Who can apply the egg freezing program?
Women who plan to have children at a later age (for career reasons, women who do not plan or postpone marriage yet…)
In women who will be exposed to cancer treatments such as chemotherapy and radiotherapy or whose ovaries must be removed but whose uterus will remain, there will be a chance to achieve pregnancy when the egg freezing program is applied before these procedures and the treatments are completed in the future.
In patients who are at risk of developing hyperstimulation during IVF treatment (with this method, eggs can be frozen and transferred after a few months by microinjection).
In cases where the man cannot be at the center for a compelling reason to donate sperm during the egg collection period (for example, for a medical emergency or for work reasons).
In short, thanks to this extremely successful egg freezing process, women now have the chance to store their eggs for medical or special reasons.
After the embryo freezing process is done, the embryo with the increased quality that can be frozen is frozen with the vitrification technique after the couple's approval is obtained in our clinic. Thus, we are able to transfer frozen embryos without the need to stimulate the ovaries later. We get very successful results with the vitrification technique.

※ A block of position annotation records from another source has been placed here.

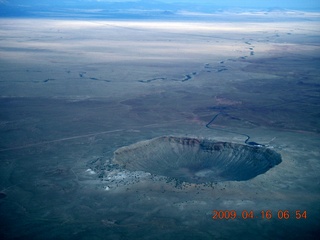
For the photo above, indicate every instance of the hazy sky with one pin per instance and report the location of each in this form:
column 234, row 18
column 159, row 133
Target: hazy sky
column 36, row 8
column 222, row 3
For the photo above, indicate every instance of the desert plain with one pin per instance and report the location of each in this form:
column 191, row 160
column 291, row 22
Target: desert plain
column 72, row 92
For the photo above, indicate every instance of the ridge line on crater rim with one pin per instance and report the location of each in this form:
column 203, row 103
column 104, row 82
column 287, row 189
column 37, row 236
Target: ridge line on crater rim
column 196, row 160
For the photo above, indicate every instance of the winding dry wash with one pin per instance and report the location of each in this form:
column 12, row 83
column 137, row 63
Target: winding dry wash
column 140, row 129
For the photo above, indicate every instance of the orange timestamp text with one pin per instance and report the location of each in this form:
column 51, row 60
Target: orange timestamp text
column 264, row 214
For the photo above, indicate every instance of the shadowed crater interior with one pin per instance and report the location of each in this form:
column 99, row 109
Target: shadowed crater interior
column 197, row 160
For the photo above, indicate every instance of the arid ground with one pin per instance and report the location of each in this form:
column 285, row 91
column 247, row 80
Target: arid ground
column 72, row 92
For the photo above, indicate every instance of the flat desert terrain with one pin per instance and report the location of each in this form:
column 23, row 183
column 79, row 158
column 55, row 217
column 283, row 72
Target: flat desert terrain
column 77, row 97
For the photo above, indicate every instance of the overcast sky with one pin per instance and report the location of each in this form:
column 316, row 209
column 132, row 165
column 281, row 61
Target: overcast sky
column 221, row 3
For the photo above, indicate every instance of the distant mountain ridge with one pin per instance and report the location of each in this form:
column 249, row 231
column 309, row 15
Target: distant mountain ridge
column 121, row 9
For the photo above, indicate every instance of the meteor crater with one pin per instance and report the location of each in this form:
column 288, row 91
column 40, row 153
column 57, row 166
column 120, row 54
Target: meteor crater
column 196, row 160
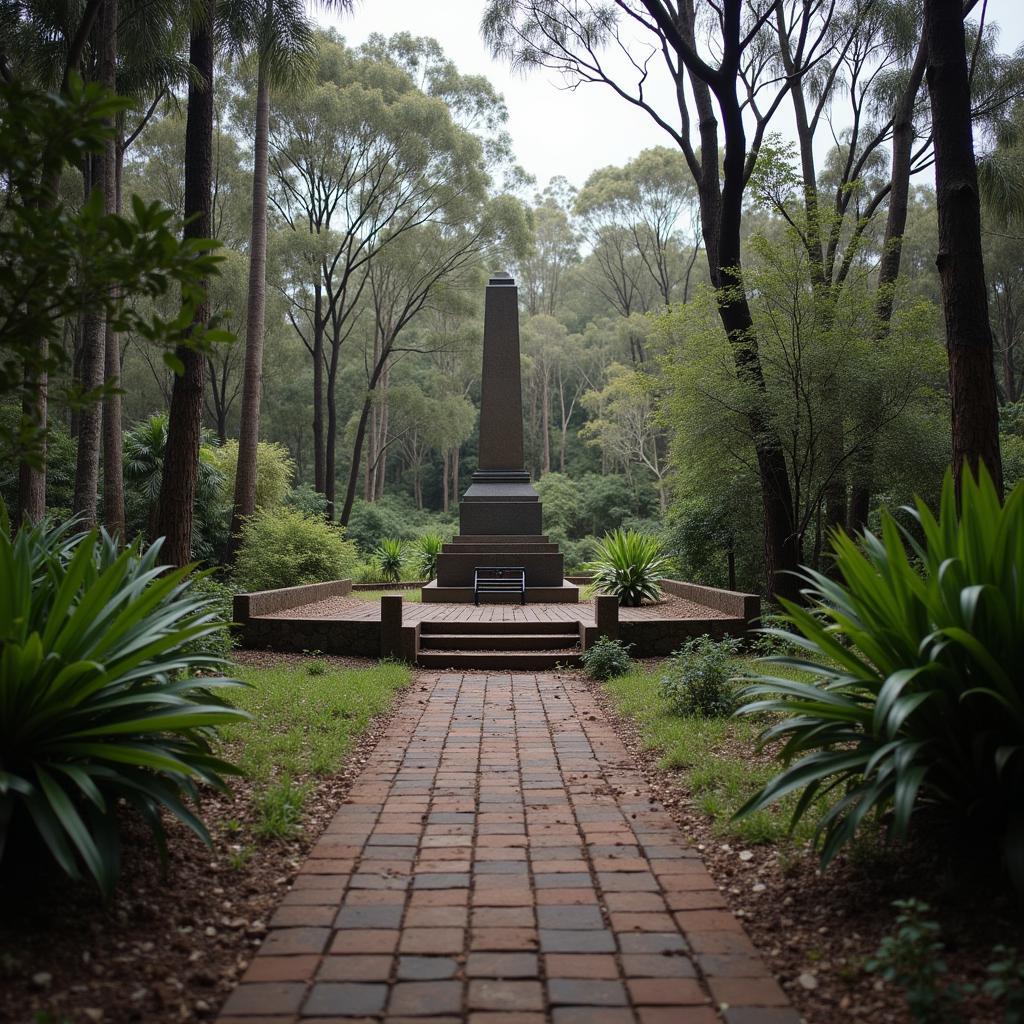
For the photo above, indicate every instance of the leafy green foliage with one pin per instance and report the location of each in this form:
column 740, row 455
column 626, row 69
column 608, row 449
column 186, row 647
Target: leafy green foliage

Compared to slow or conventional freezing techniques, embryos suffer less damage from freezing, with a pregnancy rate similar to non-frozen embryos.
To whom can the embryo freezing process be applied?

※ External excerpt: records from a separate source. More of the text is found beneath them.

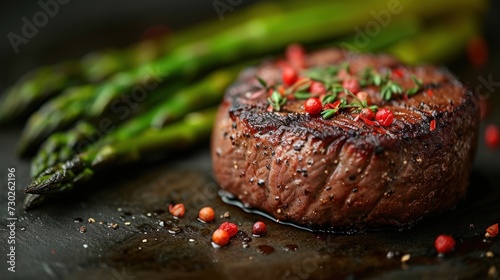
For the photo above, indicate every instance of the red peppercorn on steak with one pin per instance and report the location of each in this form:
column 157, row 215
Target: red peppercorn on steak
column 345, row 140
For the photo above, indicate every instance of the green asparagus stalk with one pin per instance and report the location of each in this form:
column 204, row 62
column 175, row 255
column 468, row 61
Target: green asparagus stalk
column 36, row 87
column 63, row 145
column 48, row 81
column 60, row 146
column 195, row 127
column 253, row 37
column 439, row 43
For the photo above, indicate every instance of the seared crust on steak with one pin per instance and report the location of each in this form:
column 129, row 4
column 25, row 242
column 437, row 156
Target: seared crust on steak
column 340, row 172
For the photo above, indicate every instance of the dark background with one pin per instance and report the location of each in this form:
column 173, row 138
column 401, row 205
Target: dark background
column 51, row 246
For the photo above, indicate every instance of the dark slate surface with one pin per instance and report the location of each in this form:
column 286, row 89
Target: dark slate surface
column 49, row 244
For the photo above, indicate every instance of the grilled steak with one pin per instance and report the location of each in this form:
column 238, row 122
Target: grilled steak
column 343, row 172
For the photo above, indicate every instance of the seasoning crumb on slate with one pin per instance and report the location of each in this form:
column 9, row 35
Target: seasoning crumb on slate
column 492, row 272
column 390, row 255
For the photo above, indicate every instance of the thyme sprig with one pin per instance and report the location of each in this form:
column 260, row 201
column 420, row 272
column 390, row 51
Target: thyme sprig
column 329, row 76
column 276, row 100
column 418, row 86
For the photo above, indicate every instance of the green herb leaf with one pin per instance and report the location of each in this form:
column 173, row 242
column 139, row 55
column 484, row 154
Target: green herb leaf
column 276, row 100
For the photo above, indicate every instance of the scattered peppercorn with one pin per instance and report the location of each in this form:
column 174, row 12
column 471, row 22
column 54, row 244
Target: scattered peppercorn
column 351, row 84
column 259, row 229
column 367, row 114
column 492, row 230
column 206, row 214
column 363, row 96
column 289, row 76
column 384, row 117
column 492, row 136
column 444, row 244
column 230, row 228
column 317, row 88
column 220, row 237
column 177, row 210
column 313, row 106
column 433, row 125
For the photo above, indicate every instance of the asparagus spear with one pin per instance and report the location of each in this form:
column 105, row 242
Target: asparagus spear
column 48, row 81
column 263, row 34
column 207, row 92
column 433, row 46
column 60, row 146
column 35, row 87
column 61, row 177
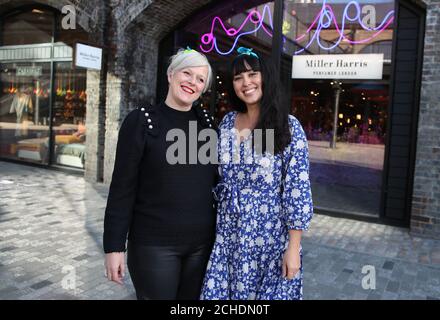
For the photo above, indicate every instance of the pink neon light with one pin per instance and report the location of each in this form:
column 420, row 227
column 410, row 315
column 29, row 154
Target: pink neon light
column 257, row 19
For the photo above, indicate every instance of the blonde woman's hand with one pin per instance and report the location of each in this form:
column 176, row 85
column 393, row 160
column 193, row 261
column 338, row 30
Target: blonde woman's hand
column 291, row 262
column 115, row 266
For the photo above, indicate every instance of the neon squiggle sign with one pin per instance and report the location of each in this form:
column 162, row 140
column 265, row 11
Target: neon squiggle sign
column 323, row 20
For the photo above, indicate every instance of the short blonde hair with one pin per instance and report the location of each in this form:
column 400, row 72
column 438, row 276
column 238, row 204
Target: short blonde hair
column 187, row 59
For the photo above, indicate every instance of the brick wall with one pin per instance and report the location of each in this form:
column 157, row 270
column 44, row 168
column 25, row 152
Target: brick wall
column 425, row 215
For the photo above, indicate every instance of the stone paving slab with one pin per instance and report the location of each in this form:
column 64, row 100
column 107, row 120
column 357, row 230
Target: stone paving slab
column 51, row 247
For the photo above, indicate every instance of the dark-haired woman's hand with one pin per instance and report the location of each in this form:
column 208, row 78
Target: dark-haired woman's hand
column 291, row 262
column 115, row 266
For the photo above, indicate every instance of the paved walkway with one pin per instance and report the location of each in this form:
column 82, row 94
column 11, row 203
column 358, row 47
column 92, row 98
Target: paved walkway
column 51, row 240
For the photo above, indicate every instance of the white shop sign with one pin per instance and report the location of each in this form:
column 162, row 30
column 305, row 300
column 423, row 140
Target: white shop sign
column 338, row 66
column 88, row 57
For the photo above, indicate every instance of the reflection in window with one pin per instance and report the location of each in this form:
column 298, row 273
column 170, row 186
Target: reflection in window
column 69, row 115
column 219, row 32
column 320, row 27
column 24, row 111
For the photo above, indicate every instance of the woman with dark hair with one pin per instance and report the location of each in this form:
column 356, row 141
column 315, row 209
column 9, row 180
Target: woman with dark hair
column 264, row 193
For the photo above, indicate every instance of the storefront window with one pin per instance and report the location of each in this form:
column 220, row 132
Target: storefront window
column 24, row 111
column 30, row 27
column 34, row 58
column 219, row 32
column 69, row 116
column 346, row 160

In patients whose embryos are left behind with a quality embryo that can be frozen after embryo transfer,
Patients who are at risk of hyperstimulation (cases where the ovaries respond more than normal, the transfer process is planned for later) during IVF treatments…
Patients whose transfer is planned for a later date for any reason (for example, patients who need medical treatment other than an emergency, such as cancer chemotherapy or radiotherapy).
In these individuals, the transfer process can be performed later by thawing the frozen embryos.